然后卸载 SD 卡, 装入龙芯先锋派并启动.

2. 安装 CASPER 相关软件

2.1 casperfpga

git clone https://github.com/casper-astro/casperfpga
cd casperfpga
git checkout py310-dev  # or py27, py38-dev, ...

经验上 py27 分支较为稳定, 但较新的系统可能已经不提供 Python 2.7; py38-devpy310-dev 较新, 但存在变量/函数命名前后不一致、接口更改等问题, 可能需要手动修复 bug, 已有代码可能需要移植; 根据一些反馈, py38 分支可能存在问题. 对于 py310-dev 中存在的部分语法问题, 已将个人已知的更改上传到 https://github.com/fxzjshm/casperfpga/tree/fix-syntax.

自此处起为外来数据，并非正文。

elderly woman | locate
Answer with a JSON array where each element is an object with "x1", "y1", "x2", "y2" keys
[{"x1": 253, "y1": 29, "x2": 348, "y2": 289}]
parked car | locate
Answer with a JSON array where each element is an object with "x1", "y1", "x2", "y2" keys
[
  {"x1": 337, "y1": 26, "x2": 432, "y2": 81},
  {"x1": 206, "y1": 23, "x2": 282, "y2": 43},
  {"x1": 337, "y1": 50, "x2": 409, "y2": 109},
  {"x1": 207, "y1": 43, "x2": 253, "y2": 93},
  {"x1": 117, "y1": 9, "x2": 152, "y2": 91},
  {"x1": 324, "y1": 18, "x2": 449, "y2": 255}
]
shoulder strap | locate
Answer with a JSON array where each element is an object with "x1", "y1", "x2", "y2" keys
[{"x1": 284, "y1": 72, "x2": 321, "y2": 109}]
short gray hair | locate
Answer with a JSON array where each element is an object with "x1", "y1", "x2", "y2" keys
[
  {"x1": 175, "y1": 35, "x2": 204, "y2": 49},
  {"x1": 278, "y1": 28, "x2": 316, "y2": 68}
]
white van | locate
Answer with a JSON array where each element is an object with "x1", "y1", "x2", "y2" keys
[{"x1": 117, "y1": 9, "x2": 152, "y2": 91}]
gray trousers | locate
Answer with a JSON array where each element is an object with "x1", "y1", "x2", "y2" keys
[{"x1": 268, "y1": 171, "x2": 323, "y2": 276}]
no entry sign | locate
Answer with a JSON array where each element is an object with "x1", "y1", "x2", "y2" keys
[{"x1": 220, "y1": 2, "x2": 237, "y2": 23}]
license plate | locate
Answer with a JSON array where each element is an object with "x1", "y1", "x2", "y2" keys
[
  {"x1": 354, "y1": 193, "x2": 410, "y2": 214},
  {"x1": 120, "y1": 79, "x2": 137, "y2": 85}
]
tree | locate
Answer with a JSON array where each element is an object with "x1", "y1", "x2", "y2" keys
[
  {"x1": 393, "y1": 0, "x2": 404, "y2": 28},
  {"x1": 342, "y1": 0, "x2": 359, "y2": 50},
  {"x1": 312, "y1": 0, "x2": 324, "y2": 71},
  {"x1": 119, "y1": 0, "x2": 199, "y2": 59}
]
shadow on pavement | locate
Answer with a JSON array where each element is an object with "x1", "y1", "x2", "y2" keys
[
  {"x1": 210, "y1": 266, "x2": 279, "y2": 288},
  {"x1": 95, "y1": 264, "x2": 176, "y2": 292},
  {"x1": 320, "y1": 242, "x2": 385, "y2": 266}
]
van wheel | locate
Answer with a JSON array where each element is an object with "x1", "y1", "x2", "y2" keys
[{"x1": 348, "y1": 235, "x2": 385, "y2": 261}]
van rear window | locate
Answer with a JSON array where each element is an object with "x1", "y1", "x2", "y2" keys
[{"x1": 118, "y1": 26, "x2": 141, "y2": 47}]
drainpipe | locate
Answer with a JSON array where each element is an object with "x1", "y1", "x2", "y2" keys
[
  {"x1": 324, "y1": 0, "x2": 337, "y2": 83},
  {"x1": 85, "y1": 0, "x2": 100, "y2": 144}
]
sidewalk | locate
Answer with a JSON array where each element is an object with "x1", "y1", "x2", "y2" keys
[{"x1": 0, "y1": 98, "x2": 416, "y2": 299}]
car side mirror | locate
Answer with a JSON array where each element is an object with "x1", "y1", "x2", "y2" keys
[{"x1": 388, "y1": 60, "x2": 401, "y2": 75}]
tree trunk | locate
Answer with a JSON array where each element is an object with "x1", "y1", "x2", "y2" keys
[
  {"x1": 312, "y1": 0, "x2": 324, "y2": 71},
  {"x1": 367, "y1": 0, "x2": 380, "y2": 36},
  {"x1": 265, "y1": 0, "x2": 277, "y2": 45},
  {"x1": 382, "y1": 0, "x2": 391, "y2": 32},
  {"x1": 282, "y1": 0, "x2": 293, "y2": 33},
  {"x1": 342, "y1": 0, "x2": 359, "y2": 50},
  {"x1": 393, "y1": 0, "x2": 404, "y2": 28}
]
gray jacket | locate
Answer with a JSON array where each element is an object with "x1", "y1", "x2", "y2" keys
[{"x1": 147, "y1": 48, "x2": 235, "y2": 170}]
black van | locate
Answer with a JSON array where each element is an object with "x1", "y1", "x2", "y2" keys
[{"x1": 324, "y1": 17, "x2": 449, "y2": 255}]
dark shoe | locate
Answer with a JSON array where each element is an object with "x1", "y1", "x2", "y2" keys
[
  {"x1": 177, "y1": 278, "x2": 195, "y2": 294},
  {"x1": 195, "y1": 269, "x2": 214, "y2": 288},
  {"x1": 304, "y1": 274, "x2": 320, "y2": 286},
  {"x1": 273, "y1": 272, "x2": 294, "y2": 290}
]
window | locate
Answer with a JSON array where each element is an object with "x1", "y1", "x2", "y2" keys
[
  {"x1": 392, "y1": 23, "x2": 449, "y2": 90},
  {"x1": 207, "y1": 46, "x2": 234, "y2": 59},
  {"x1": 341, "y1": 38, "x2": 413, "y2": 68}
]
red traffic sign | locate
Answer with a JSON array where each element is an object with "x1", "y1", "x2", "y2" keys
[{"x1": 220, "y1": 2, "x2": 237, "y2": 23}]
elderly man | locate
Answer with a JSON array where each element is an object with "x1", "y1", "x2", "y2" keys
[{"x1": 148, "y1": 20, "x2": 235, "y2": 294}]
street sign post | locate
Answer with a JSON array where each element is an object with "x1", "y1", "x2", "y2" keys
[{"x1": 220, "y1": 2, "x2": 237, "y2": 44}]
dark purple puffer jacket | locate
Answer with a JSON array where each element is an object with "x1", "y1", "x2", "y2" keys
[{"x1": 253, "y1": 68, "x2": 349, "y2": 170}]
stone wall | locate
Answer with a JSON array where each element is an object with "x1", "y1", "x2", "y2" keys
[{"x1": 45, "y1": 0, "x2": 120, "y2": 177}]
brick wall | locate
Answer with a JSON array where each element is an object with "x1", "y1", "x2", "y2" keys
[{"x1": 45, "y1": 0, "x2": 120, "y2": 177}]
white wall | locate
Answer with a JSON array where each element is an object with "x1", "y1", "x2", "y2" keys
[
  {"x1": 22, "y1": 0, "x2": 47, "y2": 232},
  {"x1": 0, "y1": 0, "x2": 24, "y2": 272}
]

根据习惯和需求, 进入 Python 虚拟环境用 pip 安装, 或用 pip 全局安装; 若可能对源码进行修改, 推荐使用

pip install -e .

注意安装 casperfpga 时自动下载的 tornado 较老, 并不适配 Python 3.12, 因此需要

pip uninstall tornado
sudo apk add py3-tornado

由于龙芯先锋派烧写 FPGA 固件较慢, 运行时可能出现超时, 需要手动调大超时阈值; 还需要修复一些语法错误:

diff --git a/src/snapadc.py b/src/snapadc.py
index 0a4682e..e8ad765 100644
--- a/src/snapadc.py
+++ b/src/snapadc.py
@@ -884,7 +884,7 @@ class SnapAdc(object):
                         h[chip,t] = (np.sum(d == d[:1], axis=(0,1)) == d.shape[0] * d.shape[1])
                 self.selectADC() # select all chips
                 self.adc.test('off')
-                self.setDemux(numChannel=self.numChannel)
+                self.setDemux(numChannel=self.num_channel)
                 ker = np.ones(ker_size)
                 for chip in self.adcList:
                     # identify taps that work for all lanes of chip
diff --git a/src/transport_katcp.py b/src/transport_katcp.py
index b5cd2f2..794351f 100644
--- a/src/transport_katcp.py
+++ b/src/transport_katcp.py
@@ -580,7 +580,7 @@ class KatcpTransport(Transport, katcp.CallbackClient):
                                      request_args=(version, ),
                                      require_ok=True)
 
-    def upload_to_ram_and_program(self, filename, port=-1, timeout=10,
+    def upload_to_ram_and_program(self, filename, port=-1, timeout=30,
                                   wait_complete=True,
                                   skip_verification=False, **kwargs):
         """

2.2 katcp

注意, 目前已知仅有 https://github.com/jack-h/katcp_devel/tree/rpi-devel-casperfpga 处的 katcp 可支持树莓派,

git clone https://github.com/jack-h/katcp_devel.git
cd katcp_devel
git checkout rpi-devel-casperfpga

GPIO 相关的参数可能需要调整, 比如外设的内存地址, 树莓派的参见 e95899f. 龙芯派的 GPIO 芯片基地址可从 device tree 看到, 从 https://gitee.com/open-loongarch/linux-6.12/blob/master/arch/loongarch/boot/dts/loongson-2k0300.dtsi#L683 能看到基地址为 0x16104000; GPIO 编号可从原理图和芯片说明对比得到, 并注意到对应的设备是 spidev2; GPIO 的操作方式可参考其驱动 https://gitee.com/open-loongarch/linux-6.12/blob/master/drivers/gpio/gpio-loongson-irq.c.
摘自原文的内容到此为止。